Right now I'm thinking of having a split ground plane(internal)
One single layer, mostly filled with a big area of ground, assumes that there only is one kind of ground-current, and that there is no need to differentiate between analog, digital, power or RF ground. RF currents or digital ground current do often not work well together with high (switched) DC currents in ground plane.
RF ground can be an advantage to place in top layer as decoupling loop area are becomes a bit smaller => smaller radiation antennas an less internal losses.
In that case is it maybe not even desired to have LF small signal ground layer below a RF ground area due to capacitive coupling.
Star-grounding is often the most simple solution. The idea behind this type of ground is that different types of ground-current not should interfere with each other: **broken link removed**
 

I think it should be normal circuits. 40M is not high freq, you should consider such issues at up to GHz.
 

thank you for the material you recommend, it indeed provides me some new idea how to do the grounding. I still have one question regarding the RF signal. The microcontroller do has a 8Mhz external crystal, after PLL and bus frequency is 40Mhz. However, this high freq all stay inside the chip. The I/O signal do not have very high frequency (except USB data line, and some 1k to 10Khz PWM signal ). My question is should I consider this component's circuit as a RF circuit or normal circuit?
Right now I'm thinking of having a split ground plane(internal)
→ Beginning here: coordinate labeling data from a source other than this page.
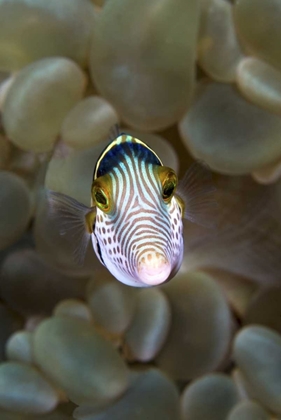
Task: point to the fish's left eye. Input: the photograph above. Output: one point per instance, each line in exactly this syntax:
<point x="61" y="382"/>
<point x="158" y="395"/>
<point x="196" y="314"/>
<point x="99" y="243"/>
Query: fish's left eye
<point x="169" y="186"/>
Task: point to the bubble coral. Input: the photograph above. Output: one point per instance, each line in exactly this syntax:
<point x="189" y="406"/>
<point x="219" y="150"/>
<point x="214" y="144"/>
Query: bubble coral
<point x="195" y="80"/>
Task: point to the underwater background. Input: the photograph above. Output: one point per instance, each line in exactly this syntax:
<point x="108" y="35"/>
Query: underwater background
<point x="196" y="80"/>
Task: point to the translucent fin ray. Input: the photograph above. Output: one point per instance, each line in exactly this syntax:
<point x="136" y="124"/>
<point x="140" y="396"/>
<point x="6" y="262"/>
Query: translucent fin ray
<point x="72" y="218"/>
<point x="197" y="191"/>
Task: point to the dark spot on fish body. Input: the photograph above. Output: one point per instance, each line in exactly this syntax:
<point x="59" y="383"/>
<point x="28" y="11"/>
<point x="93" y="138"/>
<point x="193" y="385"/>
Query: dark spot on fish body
<point x="99" y="250"/>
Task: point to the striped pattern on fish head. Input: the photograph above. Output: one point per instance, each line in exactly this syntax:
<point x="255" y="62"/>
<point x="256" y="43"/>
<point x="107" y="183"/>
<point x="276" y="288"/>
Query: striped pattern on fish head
<point x="138" y="229"/>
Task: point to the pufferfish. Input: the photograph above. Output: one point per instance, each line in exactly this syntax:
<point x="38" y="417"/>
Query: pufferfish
<point x="136" y="216"/>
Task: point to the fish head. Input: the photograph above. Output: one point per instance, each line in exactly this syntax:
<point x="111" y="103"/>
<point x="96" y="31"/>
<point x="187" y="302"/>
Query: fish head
<point x="138" y="231"/>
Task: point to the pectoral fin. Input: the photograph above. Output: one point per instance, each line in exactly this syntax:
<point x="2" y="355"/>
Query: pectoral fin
<point x="75" y="220"/>
<point x="196" y="195"/>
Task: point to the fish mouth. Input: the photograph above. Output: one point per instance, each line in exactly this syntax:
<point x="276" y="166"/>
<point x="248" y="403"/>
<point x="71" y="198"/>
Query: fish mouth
<point x="154" y="269"/>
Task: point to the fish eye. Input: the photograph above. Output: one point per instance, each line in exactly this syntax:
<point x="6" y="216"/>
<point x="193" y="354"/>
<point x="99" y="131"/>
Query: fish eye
<point x="101" y="198"/>
<point x="168" y="186"/>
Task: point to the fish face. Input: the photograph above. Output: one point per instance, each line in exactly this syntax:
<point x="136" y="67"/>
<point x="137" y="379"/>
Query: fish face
<point x="140" y="239"/>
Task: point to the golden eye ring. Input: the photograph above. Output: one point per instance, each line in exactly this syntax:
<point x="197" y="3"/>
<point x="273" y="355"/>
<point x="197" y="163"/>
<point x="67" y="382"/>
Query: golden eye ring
<point x="101" y="198"/>
<point x="168" y="186"/>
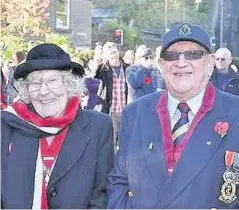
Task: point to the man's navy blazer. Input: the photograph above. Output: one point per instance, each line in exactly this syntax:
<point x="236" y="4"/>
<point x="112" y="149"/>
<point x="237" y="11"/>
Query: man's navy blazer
<point x="140" y="177"/>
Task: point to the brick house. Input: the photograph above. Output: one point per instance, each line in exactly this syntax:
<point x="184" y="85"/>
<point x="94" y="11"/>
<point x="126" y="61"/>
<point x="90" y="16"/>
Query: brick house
<point x="72" y="18"/>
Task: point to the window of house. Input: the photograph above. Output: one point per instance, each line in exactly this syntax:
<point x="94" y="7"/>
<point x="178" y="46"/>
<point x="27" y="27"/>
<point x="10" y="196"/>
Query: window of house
<point x="63" y="14"/>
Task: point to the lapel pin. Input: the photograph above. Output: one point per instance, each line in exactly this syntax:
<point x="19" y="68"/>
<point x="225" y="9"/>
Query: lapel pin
<point x="209" y="143"/>
<point x="151" y="146"/>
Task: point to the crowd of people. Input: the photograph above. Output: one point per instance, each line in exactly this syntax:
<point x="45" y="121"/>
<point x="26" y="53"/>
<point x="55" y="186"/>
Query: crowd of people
<point x="143" y="130"/>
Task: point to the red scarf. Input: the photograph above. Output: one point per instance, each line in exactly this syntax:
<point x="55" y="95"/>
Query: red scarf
<point x="49" y="153"/>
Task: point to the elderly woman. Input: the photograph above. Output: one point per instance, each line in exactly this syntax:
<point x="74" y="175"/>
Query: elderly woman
<point x="54" y="154"/>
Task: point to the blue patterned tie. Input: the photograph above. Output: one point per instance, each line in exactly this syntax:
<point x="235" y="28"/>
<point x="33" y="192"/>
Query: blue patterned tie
<point x="181" y="127"/>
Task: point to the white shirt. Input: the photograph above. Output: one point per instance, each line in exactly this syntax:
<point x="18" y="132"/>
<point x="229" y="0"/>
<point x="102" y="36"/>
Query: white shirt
<point x="193" y="103"/>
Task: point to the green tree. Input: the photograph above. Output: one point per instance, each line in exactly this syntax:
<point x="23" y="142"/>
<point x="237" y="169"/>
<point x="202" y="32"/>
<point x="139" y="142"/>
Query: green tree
<point x="24" y="18"/>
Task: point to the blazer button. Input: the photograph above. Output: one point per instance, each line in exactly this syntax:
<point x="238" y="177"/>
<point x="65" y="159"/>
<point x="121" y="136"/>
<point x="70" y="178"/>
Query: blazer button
<point x="130" y="194"/>
<point x="52" y="192"/>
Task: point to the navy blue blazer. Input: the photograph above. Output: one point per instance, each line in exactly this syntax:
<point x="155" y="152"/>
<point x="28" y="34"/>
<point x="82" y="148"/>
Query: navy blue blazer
<point x="79" y="178"/>
<point x="140" y="177"/>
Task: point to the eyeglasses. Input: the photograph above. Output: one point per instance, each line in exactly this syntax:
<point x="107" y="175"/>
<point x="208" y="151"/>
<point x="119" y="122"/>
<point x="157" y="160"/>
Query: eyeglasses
<point x="189" y="55"/>
<point x="148" y="57"/>
<point x="222" y="59"/>
<point x="51" y="84"/>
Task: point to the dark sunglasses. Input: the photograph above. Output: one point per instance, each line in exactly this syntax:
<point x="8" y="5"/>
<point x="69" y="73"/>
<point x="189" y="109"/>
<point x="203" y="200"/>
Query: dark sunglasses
<point x="222" y="59"/>
<point x="189" y="55"/>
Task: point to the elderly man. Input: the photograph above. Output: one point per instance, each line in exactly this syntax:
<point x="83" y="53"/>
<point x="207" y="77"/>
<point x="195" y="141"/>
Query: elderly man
<point x="224" y="77"/>
<point x="179" y="148"/>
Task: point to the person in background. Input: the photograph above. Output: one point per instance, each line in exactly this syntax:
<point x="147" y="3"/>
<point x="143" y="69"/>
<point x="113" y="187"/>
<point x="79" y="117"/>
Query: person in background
<point x="224" y="77"/>
<point x="159" y="81"/>
<point x="112" y="75"/>
<point x="3" y="105"/>
<point x="179" y="147"/>
<point x="54" y="155"/>
<point x="128" y="57"/>
<point x="139" y="77"/>
<point x="10" y="91"/>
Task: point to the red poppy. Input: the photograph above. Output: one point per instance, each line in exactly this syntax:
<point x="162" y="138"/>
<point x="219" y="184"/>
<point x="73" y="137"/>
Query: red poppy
<point x="147" y="80"/>
<point x="221" y="128"/>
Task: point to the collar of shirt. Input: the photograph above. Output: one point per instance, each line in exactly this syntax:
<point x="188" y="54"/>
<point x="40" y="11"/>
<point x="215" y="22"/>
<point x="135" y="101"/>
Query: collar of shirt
<point x="193" y="103"/>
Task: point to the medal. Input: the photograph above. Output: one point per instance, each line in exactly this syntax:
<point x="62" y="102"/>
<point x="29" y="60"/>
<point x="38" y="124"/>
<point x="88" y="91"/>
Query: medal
<point x="236" y="167"/>
<point x="228" y="193"/>
<point x="228" y="189"/>
<point x="228" y="175"/>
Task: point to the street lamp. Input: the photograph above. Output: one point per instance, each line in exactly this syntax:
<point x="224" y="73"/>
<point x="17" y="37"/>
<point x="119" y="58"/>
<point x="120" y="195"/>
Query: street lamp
<point x="166" y="15"/>
<point x="197" y="2"/>
<point x="221" y="23"/>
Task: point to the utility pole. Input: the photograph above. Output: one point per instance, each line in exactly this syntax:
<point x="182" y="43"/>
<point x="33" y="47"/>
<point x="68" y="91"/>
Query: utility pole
<point x="184" y="11"/>
<point x="221" y="23"/>
<point x="166" y="15"/>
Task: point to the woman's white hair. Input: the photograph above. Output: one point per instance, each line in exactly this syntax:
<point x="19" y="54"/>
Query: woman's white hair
<point x="74" y="84"/>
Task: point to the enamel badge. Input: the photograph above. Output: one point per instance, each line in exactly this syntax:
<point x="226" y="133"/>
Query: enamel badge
<point x="228" y="188"/>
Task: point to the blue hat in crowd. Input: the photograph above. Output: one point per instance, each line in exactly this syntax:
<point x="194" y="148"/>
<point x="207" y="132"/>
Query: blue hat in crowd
<point x="47" y="56"/>
<point x="186" y="32"/>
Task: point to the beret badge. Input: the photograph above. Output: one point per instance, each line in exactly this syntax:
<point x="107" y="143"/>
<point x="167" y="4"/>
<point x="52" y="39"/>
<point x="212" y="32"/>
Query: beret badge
<point x="184" y="30"/>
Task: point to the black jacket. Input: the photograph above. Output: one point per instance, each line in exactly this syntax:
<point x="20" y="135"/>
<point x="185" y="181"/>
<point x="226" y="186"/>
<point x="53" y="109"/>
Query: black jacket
<point x="232" y="85"/>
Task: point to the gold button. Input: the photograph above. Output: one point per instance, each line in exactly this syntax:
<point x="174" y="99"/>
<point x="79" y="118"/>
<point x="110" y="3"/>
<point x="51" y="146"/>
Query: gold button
<point x="130" y="194"/>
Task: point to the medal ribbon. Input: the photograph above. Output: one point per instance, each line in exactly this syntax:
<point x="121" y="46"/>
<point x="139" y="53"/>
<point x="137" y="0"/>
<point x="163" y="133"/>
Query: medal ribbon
<point x="229" y="158"/>
<point x="236" y="161"/>
<point x="49" y="155"/>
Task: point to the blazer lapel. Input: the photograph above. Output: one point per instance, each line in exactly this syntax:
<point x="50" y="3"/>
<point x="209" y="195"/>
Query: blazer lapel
<point x="72" y="149"/>
<point x="203" y="143"/>
<point x="20" y="172"/>
<point x="153" y="144"/>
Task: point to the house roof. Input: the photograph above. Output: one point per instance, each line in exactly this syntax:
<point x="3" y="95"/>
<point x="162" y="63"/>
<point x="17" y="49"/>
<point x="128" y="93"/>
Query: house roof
<point x="103" y="13"/>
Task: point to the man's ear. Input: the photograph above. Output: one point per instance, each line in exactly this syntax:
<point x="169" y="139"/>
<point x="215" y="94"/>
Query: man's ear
<point x="159" y="63"/>
<point x="210" y="64"/>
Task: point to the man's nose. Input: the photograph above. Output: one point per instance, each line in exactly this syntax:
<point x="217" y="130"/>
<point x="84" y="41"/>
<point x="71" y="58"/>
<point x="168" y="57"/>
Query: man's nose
<point x="182" y="61"/>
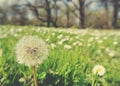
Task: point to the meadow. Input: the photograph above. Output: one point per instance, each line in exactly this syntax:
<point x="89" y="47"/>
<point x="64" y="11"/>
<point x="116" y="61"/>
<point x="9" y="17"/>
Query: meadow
<point x="72" y="56"/>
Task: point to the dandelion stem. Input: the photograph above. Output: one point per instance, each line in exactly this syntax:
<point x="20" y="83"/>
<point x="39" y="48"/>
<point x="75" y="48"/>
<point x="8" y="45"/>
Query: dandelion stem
<point x="35" y="78"/>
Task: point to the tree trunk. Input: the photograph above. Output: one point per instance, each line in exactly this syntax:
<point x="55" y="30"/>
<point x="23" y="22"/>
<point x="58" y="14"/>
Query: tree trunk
<point x="115" y="13"/>
<point x="82" y="13"/>
<point x="67" y="15"/>
<point x="107" y="15"/>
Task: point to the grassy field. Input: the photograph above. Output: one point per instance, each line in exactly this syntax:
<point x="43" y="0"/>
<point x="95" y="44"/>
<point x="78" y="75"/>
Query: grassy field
<point x="72" y="56"/>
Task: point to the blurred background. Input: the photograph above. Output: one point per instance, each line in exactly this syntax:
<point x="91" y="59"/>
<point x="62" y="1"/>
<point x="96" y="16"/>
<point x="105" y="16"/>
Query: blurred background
<point x="100" y="14"/>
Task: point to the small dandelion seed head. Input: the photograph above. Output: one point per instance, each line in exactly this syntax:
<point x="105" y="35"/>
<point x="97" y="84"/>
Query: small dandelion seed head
<point x="99" y="70"/>
<point x="31" y="51"/>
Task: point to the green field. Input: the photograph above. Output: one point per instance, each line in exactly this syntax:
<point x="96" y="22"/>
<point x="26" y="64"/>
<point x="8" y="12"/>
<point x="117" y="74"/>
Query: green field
<point x="73" y="54"/>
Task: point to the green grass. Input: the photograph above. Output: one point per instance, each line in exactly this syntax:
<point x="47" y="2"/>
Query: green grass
<point x="65" y="66"/>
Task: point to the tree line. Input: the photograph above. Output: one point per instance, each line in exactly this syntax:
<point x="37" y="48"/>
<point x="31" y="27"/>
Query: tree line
<point x="63" y="13"/>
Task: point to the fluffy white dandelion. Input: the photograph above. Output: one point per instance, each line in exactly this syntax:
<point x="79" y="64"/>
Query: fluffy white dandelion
<point x="31" y="51"/>
<point x="67" y="47"/>
<point x="99" y="70"/>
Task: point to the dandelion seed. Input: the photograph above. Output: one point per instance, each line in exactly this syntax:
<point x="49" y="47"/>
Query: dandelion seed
<point x="99" y="70"/>
<point x="60" y="36"/>
<point x="53" y="46"/>
<point x="111" y="54"/>
<point x="67" y="47"/>
<point x="1" y="52"/>
<point x="115" y="43"/>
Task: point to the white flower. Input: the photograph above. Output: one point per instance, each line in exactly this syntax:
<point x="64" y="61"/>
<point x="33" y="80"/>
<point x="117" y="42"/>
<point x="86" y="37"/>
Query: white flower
<point x="99" y="70"/>
<point x="31" y="50"/>
<point x="60" y="36"/>
<point x="115" y="43"/>
<point x="67" y="47"/>
<point x="1" y="52"/>
<point x="111" y="54"/>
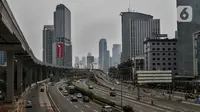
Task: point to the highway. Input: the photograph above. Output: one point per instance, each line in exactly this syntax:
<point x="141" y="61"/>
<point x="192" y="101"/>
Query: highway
<point x="137" y="106"/>
<point x="65" y="105"/>
<point x="184" y="106"/>
<point x="35" y="96"/>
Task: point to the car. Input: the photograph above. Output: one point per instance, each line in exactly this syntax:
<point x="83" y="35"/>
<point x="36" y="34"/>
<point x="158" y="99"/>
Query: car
<point x="106" y="108"/>
<point x="29" y="104"/>
<point x="41" y="89"/>
<point x="60" y="88"/>
<point x="79" y="95"/>
<point x="112" y="89"/>
<point x="86" y="99"/>
<point x="74" y="98"/>
<point x="65" y="93"/>
<point x="90" y="87"/>
<point x="112" y="93"/>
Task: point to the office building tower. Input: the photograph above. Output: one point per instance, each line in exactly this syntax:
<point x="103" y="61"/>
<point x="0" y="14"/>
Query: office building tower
<point x="90" y="61"/>
<point x="116" y="53"/>
<point x="135" y="27"/>
<point x="102" y="54"/>
<point x="77" y="61"/>
<point x="62" y="26"/>
<point x="185" y="33"/>
<point x="196" y="54"/>
<point x="48" y="33"/>
<point x="2" y="57"/>
<point x="161" y="54"/>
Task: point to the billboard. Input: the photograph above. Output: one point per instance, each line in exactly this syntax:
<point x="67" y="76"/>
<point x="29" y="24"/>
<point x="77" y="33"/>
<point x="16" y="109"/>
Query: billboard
<point x="59" y="49"/>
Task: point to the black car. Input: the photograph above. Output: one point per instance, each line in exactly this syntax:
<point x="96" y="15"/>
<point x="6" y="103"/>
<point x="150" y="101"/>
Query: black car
<point x="86" y="99"/>
<point x="189" y="96"/>
<point x="112" y="93"/>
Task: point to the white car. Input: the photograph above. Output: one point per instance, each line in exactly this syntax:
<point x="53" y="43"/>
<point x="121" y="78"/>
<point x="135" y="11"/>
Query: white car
<point x="28" y="104"/>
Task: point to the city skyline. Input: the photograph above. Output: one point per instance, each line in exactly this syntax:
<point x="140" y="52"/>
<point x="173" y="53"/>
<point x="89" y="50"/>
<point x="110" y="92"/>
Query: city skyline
<point x="46" y="17"/>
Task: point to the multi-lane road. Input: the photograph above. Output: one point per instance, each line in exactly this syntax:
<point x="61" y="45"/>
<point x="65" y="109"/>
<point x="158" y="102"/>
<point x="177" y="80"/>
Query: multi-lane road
<point x="64" y="103"/>
<point x="184" y="106"/>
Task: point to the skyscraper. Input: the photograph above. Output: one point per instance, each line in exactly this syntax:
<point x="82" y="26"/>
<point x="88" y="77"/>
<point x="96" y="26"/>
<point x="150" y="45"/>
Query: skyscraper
<point x="77" y="61"/>
<point x="185" y="33"/>
<point x="135" y="27"/>
<point x="116" y="53"/>
<point x="62" y="25"/>
<point x="102" y="54"/>
<point x="48" y="32"/>
<point x="2" y="57"/>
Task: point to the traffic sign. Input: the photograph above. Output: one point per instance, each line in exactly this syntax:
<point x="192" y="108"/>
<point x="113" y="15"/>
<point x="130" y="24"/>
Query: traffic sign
<point x="184" y="13"/>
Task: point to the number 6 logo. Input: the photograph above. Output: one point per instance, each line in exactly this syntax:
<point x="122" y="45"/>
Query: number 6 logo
<point x="184" y="14"/>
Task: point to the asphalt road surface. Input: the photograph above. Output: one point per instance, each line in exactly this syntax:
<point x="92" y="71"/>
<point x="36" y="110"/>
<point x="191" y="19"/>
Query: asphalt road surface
<point x="64" y="103"/>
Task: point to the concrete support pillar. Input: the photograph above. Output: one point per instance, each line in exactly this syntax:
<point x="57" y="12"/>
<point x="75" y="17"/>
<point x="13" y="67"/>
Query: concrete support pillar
<point x="10" y="77"/>
<point x="30" y="73"/>
<point x="40" y="74"/>
<point x="19" y="76"/>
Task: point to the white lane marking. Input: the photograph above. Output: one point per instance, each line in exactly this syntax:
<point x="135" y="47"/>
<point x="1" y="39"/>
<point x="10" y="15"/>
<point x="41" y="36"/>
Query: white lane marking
<point x="95" y="111"/>
<point x="87" y="106"/>
<point x="76" y="106"/>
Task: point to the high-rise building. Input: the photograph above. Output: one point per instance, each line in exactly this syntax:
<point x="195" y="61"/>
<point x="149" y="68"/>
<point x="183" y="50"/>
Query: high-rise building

You can start to see coupling effects in the few MHz range, but since the 40 MHz signal is internal to the device (and you have sufficient coupling caps on the microcontroller), then you won't have to worry about it getting into your board. Everything else will be pretty tame, so just separate your digital and analog circuits with a split in the ground plane, and a via fence, and you should be just fine.
 

Effective motor driving circuits can cause nasty harmonics and high current spikes. Not always best environment for high impedance digital signals.
 

I my opinion, there are only few cases, where the ground separation suggestions form the EE Times article are really useful. E.g. systems with a single mixed signal IC, not injection too much interferenced into the analog ground. It's particular popular for simplified reference designs and evaluation boards. Most real world systems have either multiple mixed signal ICs or are using iCs like high speed ADCs, that produce considerable more interferences on the analog than on the digital supply. Split ground planes risk to make the analog plane an antenna for higher harmonics of these interferences.

Separate ground traces for special signals, e.g. an analog reference voltage can be still meaningfull. They shouldn't carry large and preferably no high frequency currents.

The original post is raising the question of a separate power ground, which can be reasonable, I think. Of course it must provide sufficient current capabality and can be implemented by copper pours or a separate partial plane. The connection between power ground and common ground plane should be a single star point. Typical candidates for a separate power ground are either on-board switch-mode supplies or power interfaces, like the said motor control circuits.